9. Aux termes de l’article 10 du règlement de la zone UG-1 du PLU relatif à la hauteur maximale des constructions : « 1. Les constructions principales : / La hauteur maximale des constructions varie en fonction des caractéristiques des constructions existantes à la date d’approbation du PLU (07/10/2013). Pour chaque construction, la hauteur maximale est fixée à la hauteur maximale existante à l’égout, l’acrotère, et le faîtage ».

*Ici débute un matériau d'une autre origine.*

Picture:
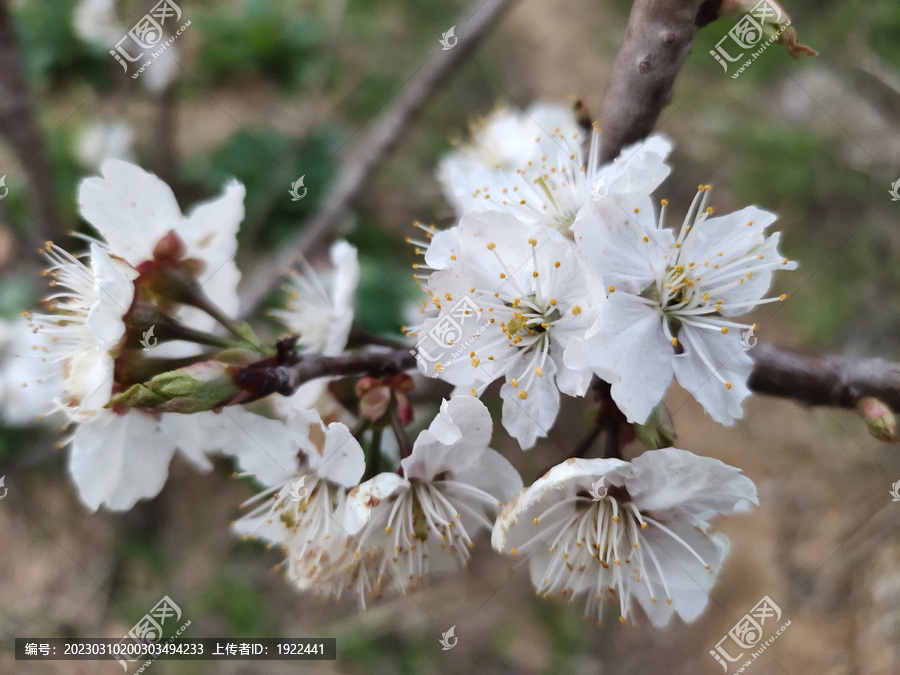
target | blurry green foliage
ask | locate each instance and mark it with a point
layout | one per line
(385, 289)
(241, 605)
(267, 38)
(55, 57)
(268, 163)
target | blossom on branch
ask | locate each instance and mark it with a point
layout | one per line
(546, 180)
(672, 302)
(645, 537)
(536, 300)
(452, 487)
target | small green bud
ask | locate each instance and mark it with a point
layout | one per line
(658, 431)
(201, 386)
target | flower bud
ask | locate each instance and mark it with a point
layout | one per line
(658, 431)
(374, 398)
(879, 419)
(201, 386)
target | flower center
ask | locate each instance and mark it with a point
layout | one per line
(592, 548)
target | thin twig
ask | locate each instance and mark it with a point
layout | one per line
(657, 40)
(365, 158)
(823, 379)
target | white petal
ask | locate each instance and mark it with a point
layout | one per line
(676, 479)
(119, 460)
(345, 280)
(366, 496)
(332, 451)
(688, 580)
(532, 418)
(629, 350)
(210, 233)
(732, 364)
(130, 208)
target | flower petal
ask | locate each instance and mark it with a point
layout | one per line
(732, 364)
(628, 349)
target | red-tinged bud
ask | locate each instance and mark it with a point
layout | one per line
(375, 399)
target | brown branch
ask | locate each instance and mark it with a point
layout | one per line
(365, 158)
(18, 123)
(823, 379)
(657, 40)
(284, 373)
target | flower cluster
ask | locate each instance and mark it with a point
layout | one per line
(150, 269)
(589, 281)
(340, 535)
(559, 275)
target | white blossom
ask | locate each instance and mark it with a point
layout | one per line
(542, 177)
(672, 299)
(119, 459)
(304, 513)
(320, 310)
(320, 307)
(534, 299)
(86, 330)
(452, 487)
(133, 210)
(646, 538)
(30, 378)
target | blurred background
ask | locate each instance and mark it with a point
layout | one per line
(269, 90)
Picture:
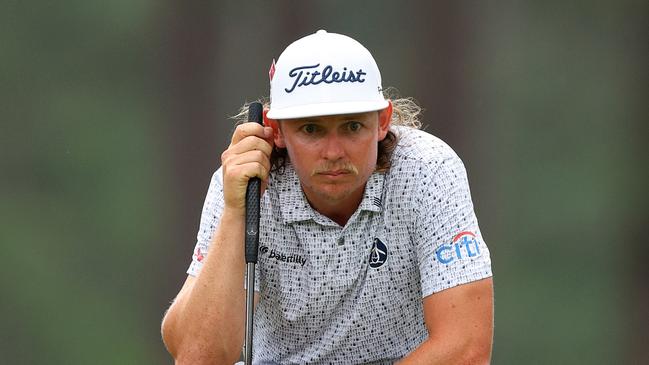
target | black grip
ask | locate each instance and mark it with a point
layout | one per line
(253, 194)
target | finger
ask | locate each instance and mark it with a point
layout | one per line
(251, 129)
(251, 143)
(236, 161)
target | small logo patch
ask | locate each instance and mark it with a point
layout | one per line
(465, 244)
(199, 255)
(281, 257)
(378, 254)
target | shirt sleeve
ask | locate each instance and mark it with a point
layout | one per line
(450, 247)
(210, 217)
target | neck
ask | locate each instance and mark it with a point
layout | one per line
(340, 210)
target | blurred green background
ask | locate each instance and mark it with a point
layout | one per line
(114, 114)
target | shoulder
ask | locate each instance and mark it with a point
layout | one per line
(420, 150)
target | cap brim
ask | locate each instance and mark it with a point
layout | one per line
(322, 109)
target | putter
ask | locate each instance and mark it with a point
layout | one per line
(253, 195)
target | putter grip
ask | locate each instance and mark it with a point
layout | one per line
(253, 195)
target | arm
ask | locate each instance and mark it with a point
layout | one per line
(205, 322)
(460, 326)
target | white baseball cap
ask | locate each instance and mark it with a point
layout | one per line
(324, 74)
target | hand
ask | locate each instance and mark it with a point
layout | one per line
(247, 156)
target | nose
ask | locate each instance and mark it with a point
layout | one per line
(333, 148)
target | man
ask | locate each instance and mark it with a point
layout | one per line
(370, 251)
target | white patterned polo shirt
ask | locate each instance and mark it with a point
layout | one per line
(353, 294)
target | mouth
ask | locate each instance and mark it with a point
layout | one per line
(334, 173)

10. Il résulte sans ambiguïté des dispositions de cet article que la hauteur maximale des constructions principales autorisées en zone UG1 est fixée par référence à la hauteur des constructions existantes sur le terrain d’assiette à la date d’approbation du PLU de la commune. Ainsi, cette règle, qui détermine la hauteur maximale d’une construction principale par référence à sa hauteur au 7 octobre 2013, date d’approbation du PLU, n’est ni insuffisamment claire ni imprécise. Par suite, les requérants ne sont pas fondés à invoquer, par voie d’exception, l’illégalité des dispositions de l’article 10 du règlement de la zone UG-1 du PLU sur lesquelles est fondée l’unique motif de la décision de refus contestée.
11. Il résulte de tout ce qui précède que les requérants ne sont pas fondés à demander l’annulation de l’arrêté du 2 novembre 2022 par lequel le maire de la commune de Saint-Michel-sur-Orge a refusé de leur délivrer le permis de construire sollicité.
D E C I D E :
Article 1er : La requête de M. et Mme E est rejetée.
Article 2 : Le présent jugement sera notifié à M. A et Mme B E et à la commune de Saint-Michel-sur-Orge.
Délibéré après l’audience du 27 mai 2025, à laquelle siégeaient :
Mme Boukheloua, présidente,
Mme Caron, première conseillère,
M. Maljevic, premier conseiller.
Rendu public par mise à disposition au greffe le 10 juin 2025.
Le rapporteur,
signé
S. Maljevic
La présidente,
signé
N. Boukheloua
La greffière,
signé
B. Bartyzel
La République mande et ordonne à la préfète de l’Essonne en ce qui la concerne ou à tous commissaires de justice à ce requis en ce qui concerne les voies de droit commun, contre les parties privées, de pourvoir à l’exécution de la présente décision.